Are these the best earplugs for industrial workers?
For environments requiring maximum NRR attenuation from a disposable plug at bulk pricing, the R-01526 is among the top options available. Whether it is the best choice for your specific operation depends on canal geometry distribution in your workforce, corded vs. uncorded preference, and whether your exposure levels require NRR 33 specifically. See Best Hearing Protection for Industrial Workers and Best Earplugs for Work for environment-matched comparisons.
Is Howard Leight a reputable hearing protection brand?
Howard Leight is a brand under Honeywell Safety Products (formerly Sperian and Bacou-Dalloz). The brand has been manufacturing hearing protection for industrial markets for decades and is one of the largest-volume earplug suppliers in North America. Howard Leight products are tested under ANSI S3.19 and carry NRR ratings consistent with EPA labeling requirements under 40 CFR Part 211.
Why Trust This Review
WC Safety has operated as an industrial PPE retailer since 2012, selling hearing protection, respiratory protection, eye protection, and related safety equipment to manufacturers, contractors, and safety managers across the United States. Our product reviews are written by safety professionals with hands-on procurement and application experience.
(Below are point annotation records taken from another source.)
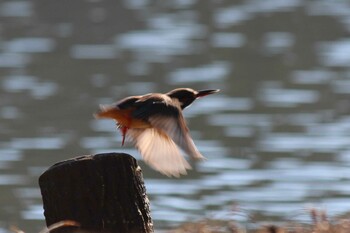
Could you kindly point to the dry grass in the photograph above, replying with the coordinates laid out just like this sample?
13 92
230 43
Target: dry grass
319 224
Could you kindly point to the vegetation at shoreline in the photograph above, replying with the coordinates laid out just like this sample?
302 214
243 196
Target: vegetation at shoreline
320 223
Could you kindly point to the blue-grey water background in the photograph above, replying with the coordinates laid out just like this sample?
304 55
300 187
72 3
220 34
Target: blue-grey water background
276 138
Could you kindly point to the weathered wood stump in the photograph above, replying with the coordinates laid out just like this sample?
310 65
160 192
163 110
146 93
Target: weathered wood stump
103 192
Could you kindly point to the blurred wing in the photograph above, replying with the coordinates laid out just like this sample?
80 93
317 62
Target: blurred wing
176 129
166 115
159 151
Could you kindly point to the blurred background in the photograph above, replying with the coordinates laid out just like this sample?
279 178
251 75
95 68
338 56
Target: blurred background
277 136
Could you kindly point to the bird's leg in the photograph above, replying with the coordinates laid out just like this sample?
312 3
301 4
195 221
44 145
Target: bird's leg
123 129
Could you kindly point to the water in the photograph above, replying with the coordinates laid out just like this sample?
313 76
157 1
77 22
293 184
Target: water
276 136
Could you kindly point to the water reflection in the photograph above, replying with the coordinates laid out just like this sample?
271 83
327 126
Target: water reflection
276 137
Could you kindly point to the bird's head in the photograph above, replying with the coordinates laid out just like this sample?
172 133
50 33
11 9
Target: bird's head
187 95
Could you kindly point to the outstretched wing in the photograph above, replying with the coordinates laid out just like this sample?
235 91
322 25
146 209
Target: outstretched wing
159 151
165 114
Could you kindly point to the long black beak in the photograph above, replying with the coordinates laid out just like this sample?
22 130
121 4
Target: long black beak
203 93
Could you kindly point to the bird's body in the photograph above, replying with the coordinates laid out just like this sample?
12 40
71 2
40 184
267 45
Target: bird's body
155 124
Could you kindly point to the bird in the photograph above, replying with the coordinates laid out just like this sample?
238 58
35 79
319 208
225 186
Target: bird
155 124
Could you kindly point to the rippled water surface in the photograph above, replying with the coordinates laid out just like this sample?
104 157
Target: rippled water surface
277 136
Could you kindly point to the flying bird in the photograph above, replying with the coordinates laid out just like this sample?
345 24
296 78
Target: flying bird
156 126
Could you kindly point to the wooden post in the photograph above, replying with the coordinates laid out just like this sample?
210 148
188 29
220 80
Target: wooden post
103 192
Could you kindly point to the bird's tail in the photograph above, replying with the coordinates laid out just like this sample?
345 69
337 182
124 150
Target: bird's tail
190 148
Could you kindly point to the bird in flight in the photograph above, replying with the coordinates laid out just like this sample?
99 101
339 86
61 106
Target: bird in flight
156 126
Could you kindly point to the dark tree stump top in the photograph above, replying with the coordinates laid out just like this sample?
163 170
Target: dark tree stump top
102 192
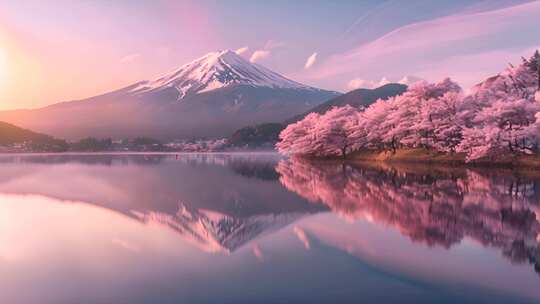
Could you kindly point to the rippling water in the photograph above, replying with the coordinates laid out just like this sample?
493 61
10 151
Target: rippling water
256 228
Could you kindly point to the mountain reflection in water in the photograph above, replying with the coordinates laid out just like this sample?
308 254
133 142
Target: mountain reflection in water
261 228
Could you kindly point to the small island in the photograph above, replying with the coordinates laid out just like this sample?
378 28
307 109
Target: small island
496 123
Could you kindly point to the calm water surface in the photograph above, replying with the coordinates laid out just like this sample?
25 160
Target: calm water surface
256 228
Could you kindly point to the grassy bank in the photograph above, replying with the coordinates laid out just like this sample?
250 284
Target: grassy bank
426 156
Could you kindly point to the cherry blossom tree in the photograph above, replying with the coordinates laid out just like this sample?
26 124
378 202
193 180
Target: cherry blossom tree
499 120
299 138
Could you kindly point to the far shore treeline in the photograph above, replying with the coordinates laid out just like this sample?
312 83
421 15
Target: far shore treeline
499 120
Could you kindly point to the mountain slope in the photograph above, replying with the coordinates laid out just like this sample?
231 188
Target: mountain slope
209 97
356 98
11 134
268 133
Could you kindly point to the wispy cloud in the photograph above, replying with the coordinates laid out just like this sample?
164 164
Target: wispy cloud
311 61
257 252
258 55
301 235
266 51
130 58
357 83
456 39
242 50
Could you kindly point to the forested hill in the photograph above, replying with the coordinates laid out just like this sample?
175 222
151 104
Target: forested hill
11 134
356 98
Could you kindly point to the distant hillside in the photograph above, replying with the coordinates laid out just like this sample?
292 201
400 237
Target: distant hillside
355 98
256 136
11 135
210 97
This review is grounded in publicly available ANSI S3.19-1974 test methodology documentation and OSHA 29 CFR 1910.95 regulatory text. No performance claim in this review is fabricated or extrapolated beyond what the cited standard supports. We do not accept manufacturer payments for review placement or star ratings.
About the Reviewer
Steven Eaton — WC Safety Editorial
Steven Eaton manages product selection and safety compliance content at WC Safety. He has sourced and evaluated hearing protection, respiratory PPE, and fall protection equipment for industrial customers for over a decade, with a focus on OSHA compliance applications across manufacturing, construction, and oil & gas sectors.
Reviewed by: WC Safety Editorial Team
Review Methodology
This review is based on: (1) product specifications as listed by the manufacturer under ANSI S3.19 NRR labeling requirements; (2) regulatory text from OSHA 29 CFR 1910.95; (3) ANSI S3.19-1974 standard methodology documentation; and (4) WC Safety's accumulated experience selling hearing protection to industrial buyers. We do not conduct independent laboratory attenuation testing. NRR values cited are the manufacturer-labeled values derived from ANSI S3.19 REAT testing. OSHA derating calculations use the standard (NRR − 7) ÷ 2 formula specified in OSHA guidance documents.